Bittner, M., Schnöll, D., Wess, M., & Jantsch, A. (2025). Efficient and interpretable raw audio classification with diagonal state space models. Machine Learning, 114(8). https://doi.org/10.1007/s10994-025-06807-z
Audio classifcation; State space models; TinyML; Interpretability
en
Abstract:
State Space Models have achieved good performance on long sequence modeling tasks such as raw audio classification. Their definition in continuous time allows for discretization and operation of the network at different sampling rates. However, this property has not yet been utilized to decrease the computational demand on a per-layer basis. We propose a family of hardware-friendly S-Edge models with a layer-wise downsampling approach to adjust the temporal resolution between individual layers. Applying existing methods from linear control theory allows us to analyze state/memory dynamics and provides an understanding of how and where to downsample.
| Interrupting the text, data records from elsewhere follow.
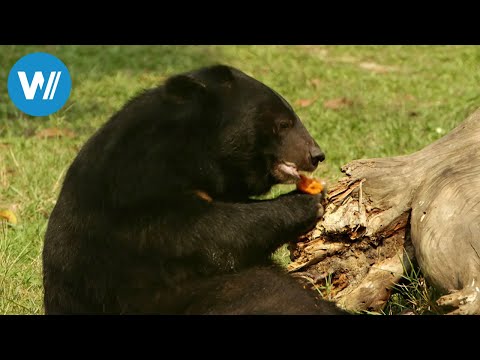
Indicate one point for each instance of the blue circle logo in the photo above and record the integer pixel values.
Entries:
(39, 84)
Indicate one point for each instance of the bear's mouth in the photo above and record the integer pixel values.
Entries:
(286, 172)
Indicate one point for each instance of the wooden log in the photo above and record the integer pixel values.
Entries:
(387, 211)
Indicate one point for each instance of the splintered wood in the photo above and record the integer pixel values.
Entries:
(386, 212)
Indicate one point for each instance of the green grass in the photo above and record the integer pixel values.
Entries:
(409, 97)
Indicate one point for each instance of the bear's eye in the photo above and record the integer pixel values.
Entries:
(284, 124)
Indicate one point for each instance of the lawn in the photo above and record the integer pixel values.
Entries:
(357, 101)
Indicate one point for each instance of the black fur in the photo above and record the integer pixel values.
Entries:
(130, 233)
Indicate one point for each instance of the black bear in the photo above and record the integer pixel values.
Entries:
(156, 216)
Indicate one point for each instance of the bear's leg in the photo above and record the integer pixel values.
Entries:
(259, 290)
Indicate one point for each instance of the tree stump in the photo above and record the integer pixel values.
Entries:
(387, 211)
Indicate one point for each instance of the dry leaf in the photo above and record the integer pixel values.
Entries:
(338, 103)
(54, 132)
(305, 102)
(9, 216)
(376, 68)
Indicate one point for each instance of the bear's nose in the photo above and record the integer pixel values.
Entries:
(316, 156)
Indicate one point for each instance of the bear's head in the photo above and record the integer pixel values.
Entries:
(259, 141)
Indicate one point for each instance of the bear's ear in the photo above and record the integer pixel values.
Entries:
(182, 87)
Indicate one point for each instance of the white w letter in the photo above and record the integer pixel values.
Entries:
(30, 89)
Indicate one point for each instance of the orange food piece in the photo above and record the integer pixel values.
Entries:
(309, 186)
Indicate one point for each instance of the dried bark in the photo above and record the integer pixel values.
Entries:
(388, 211)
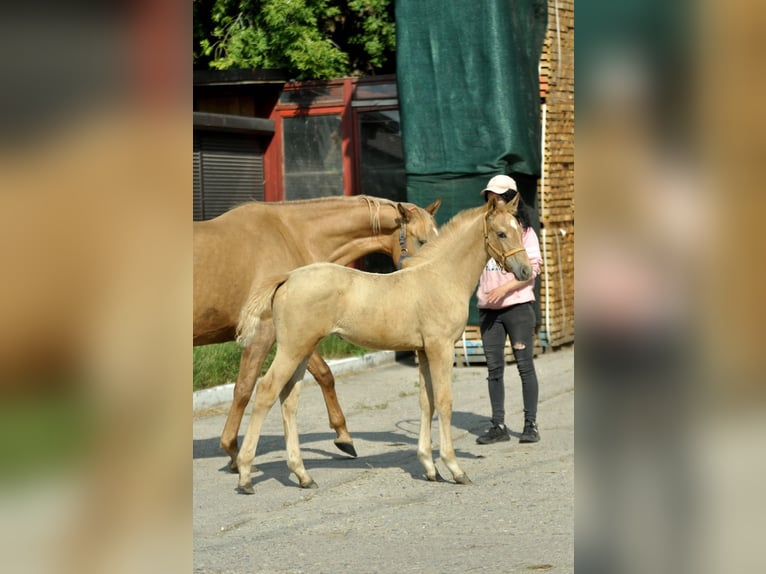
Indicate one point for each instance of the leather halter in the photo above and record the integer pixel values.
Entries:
(494, 251)
(404, 253)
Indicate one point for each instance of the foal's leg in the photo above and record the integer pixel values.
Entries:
(425, 453)
(321, 372)
(289, 400)
(279, 374)
(440, 359)
(249, 368)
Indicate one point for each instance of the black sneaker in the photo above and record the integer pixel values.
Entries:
(496, 433)
(530, 434)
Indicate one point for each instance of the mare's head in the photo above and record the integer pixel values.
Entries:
(417, 227)
(503, 237)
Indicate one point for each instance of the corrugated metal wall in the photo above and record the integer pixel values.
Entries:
(228, 170)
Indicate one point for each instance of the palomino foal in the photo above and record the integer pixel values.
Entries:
(255, 240)
(314, 301)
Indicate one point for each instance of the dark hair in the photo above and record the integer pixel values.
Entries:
(522, 214)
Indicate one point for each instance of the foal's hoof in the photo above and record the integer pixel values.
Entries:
(347, 447)
(248, 489)
(436, 477)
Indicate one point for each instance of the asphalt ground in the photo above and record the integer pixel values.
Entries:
(376, 512)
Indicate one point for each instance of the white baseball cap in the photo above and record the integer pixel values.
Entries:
(500, 184)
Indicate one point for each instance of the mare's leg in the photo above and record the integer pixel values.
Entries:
(249, 368)
(425, 454)
(289, 400)
(321, 372)
(440, 358)
(279, 374)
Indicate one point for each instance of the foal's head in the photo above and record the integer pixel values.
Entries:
(503, 237)
(417, 227)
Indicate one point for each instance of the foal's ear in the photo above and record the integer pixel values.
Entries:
(434, 207)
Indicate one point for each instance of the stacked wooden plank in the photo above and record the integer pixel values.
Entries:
(556, 199)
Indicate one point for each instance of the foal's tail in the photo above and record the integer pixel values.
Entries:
(257, 307)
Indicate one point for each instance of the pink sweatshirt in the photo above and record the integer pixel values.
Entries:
(494, 276)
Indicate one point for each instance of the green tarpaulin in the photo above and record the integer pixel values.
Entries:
(469, 98)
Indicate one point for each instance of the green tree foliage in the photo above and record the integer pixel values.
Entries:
(310, 39)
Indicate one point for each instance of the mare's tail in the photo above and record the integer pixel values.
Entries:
(256, 308)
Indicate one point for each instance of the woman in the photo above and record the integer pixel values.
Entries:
(506, 310)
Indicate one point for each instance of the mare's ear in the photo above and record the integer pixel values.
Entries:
(434, 207)
(404, 212)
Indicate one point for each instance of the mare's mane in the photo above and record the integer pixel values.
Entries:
(326, 199)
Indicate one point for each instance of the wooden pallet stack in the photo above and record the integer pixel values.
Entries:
(556, 198)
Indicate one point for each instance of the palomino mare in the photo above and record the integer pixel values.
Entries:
(256, 240)
(431, 297)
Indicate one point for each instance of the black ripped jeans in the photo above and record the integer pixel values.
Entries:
(518, 323)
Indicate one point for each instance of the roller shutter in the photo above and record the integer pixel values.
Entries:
(228, 170)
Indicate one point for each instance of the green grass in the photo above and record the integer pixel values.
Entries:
(218, 364)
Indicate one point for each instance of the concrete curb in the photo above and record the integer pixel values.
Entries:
(213, 396)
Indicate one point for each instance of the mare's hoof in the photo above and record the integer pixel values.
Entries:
(435, 478)
(347, 447)
(246, 489)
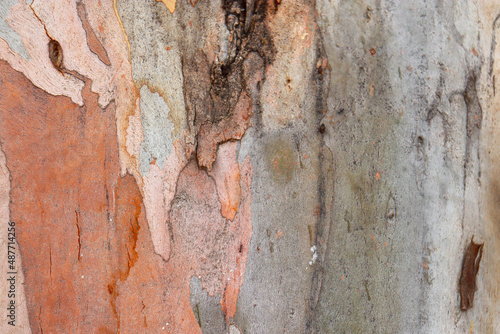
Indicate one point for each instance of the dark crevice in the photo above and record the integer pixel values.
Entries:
(324, 219)
(77, 213)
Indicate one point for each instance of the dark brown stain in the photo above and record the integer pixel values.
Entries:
(470, 269)
(221, 96)
(56, 54)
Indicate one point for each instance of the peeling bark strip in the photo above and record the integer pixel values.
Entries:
(470, 269)
(218, 93)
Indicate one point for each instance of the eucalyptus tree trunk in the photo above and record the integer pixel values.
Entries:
(249, 166)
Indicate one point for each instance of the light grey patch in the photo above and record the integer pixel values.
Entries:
(206, 309)
(7, 33)
(157, 143)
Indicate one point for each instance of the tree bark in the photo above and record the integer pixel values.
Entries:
(249, 166)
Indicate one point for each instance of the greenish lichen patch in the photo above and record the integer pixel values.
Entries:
(7, 33)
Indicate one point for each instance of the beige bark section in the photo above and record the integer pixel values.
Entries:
(38, 69)
(170, 4)
(21, 323)
(489, 273)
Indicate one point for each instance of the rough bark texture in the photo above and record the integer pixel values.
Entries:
(251, 166)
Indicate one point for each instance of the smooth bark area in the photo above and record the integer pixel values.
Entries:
(250, 166)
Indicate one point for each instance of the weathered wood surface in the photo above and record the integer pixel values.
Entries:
(249, 166)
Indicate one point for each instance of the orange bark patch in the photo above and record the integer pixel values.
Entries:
(63, 159)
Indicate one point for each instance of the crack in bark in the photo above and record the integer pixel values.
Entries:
(77, 214)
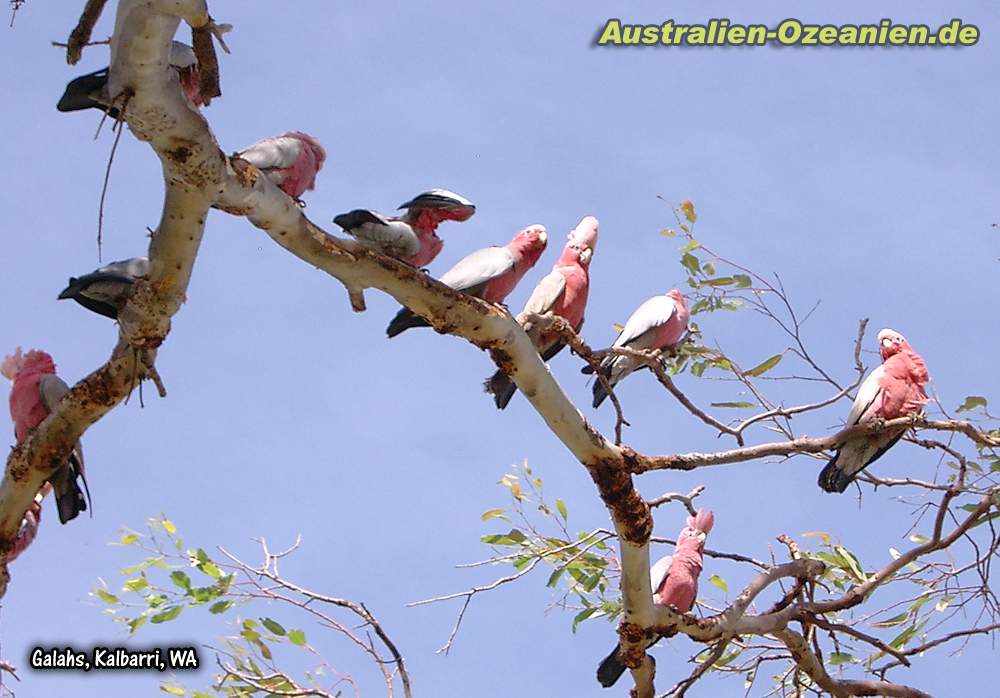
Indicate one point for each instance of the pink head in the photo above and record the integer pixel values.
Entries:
(529, 243)
(317, 150)
(891, 342)
(35, 361)
(698, 527)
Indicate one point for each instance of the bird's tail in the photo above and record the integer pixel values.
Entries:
(501, 387)
(610, 670)
(600, 394)
(69, 497)
(832, 478)
(404, 320)
(79, 92)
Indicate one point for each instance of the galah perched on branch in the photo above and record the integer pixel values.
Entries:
(90, 91)
(658, 323)
(563, 292)
(490, 273)
(35, 392)
(674, 580)
(412, 237)
(894, 389)
(290, 160)
(106, 290)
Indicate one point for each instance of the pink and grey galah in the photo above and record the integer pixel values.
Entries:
(90, 91)
(106, 290)
(36, 390)
(563, 292)
(674, 580)
(290, 160)
(658, 323)
(412, 237)
(894, 389)
(490, 273)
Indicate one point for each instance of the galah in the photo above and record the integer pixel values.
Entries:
(674, 580)
(490, 273)
(106, 290)
(35, 392)
(894, 389)
(658, 323)
(91, 91)
(290, 160)
(412, 237)
(563, 292)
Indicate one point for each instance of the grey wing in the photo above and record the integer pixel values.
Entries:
(478, 268)
(273, 153)
(869, 391)
(52, 388)
(546, 293)
(659, 571)
(650, 315)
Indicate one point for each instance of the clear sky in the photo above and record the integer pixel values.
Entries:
(866, 177)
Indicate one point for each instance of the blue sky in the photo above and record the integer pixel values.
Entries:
(866, 177)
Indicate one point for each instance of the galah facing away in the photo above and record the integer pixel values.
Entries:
(894, 389)
(563, 292)
(658, 323)
(674, 580)
(412, 237)
(35, 392)
(490, 273)
(106, 290)
(90, 91)
(290, 160)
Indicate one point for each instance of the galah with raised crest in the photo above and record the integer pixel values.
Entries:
(658, 323)
(674, 581)
(412, 237)
(490, 273)
(36, 390)
(563, 292)
(894, 389)
(290, 160)
(106, 290)
(91, 91)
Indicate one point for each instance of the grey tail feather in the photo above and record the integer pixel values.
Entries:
(502, 388)
(610, 670)
(404, 320)
(71, 502)
(832, 478)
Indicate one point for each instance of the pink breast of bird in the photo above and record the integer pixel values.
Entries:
(680, 588)
(301, 176)
(573, 302)
(26, 406)
(903, 378)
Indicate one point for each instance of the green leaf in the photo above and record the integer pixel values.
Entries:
(972, 402)
(837, 658)
(273, 625)
(136, 583)
(561, 506)
(764, 366)
(220, 607)
(167, 615)
(691, 263)
(105, 596)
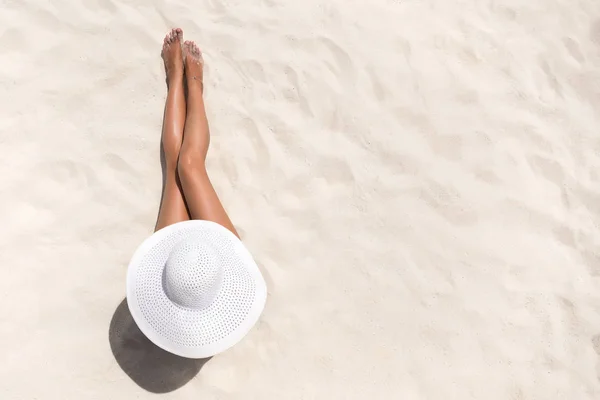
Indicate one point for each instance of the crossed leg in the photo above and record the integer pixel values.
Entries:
(172, 206)
(185, 140)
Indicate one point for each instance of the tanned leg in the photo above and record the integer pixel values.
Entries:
(201, 198)
(172, 207)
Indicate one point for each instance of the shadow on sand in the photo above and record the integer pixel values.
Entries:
(149, 366)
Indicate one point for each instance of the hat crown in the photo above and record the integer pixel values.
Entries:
(193, 274)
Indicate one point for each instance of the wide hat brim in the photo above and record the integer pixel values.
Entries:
(187, 332)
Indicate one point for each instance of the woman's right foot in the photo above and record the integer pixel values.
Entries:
(172, 54)
(193, 65)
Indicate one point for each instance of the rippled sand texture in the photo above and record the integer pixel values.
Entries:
(419, 181)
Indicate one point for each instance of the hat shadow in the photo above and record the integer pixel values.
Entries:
(149, 366)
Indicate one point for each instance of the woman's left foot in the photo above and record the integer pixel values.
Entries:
(172, 54)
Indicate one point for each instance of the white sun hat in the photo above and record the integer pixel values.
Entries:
(194, 289)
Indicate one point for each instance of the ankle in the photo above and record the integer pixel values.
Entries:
(191, 163)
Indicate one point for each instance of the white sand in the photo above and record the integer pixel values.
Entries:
(418, 179)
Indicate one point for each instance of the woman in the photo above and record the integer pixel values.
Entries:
(185, 140)
(192, 287)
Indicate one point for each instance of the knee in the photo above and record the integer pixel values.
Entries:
(190, 162)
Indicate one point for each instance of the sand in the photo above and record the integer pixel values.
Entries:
(419, 181)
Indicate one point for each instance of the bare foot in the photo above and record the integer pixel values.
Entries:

Evaluated on the Google Speech Command dataset, our autoregressive/causal S-Edge models range from 8–141k parameters at 90–95% test accuracy in comparison to a causal S5 model with 208k parameters at 95.8% test accuracy. Using our C++17 header-only implementation on an ARM Cortex-M4F the largest model requires 103 sec. inference time with 95.19% test accuracy, and the smallest model with 88.01% test accuracy, requires 0.29 sec. Our solutions cover a design space that spans 17x in model size, 358x in inference latency, and 7.18 percentage points in accuracy.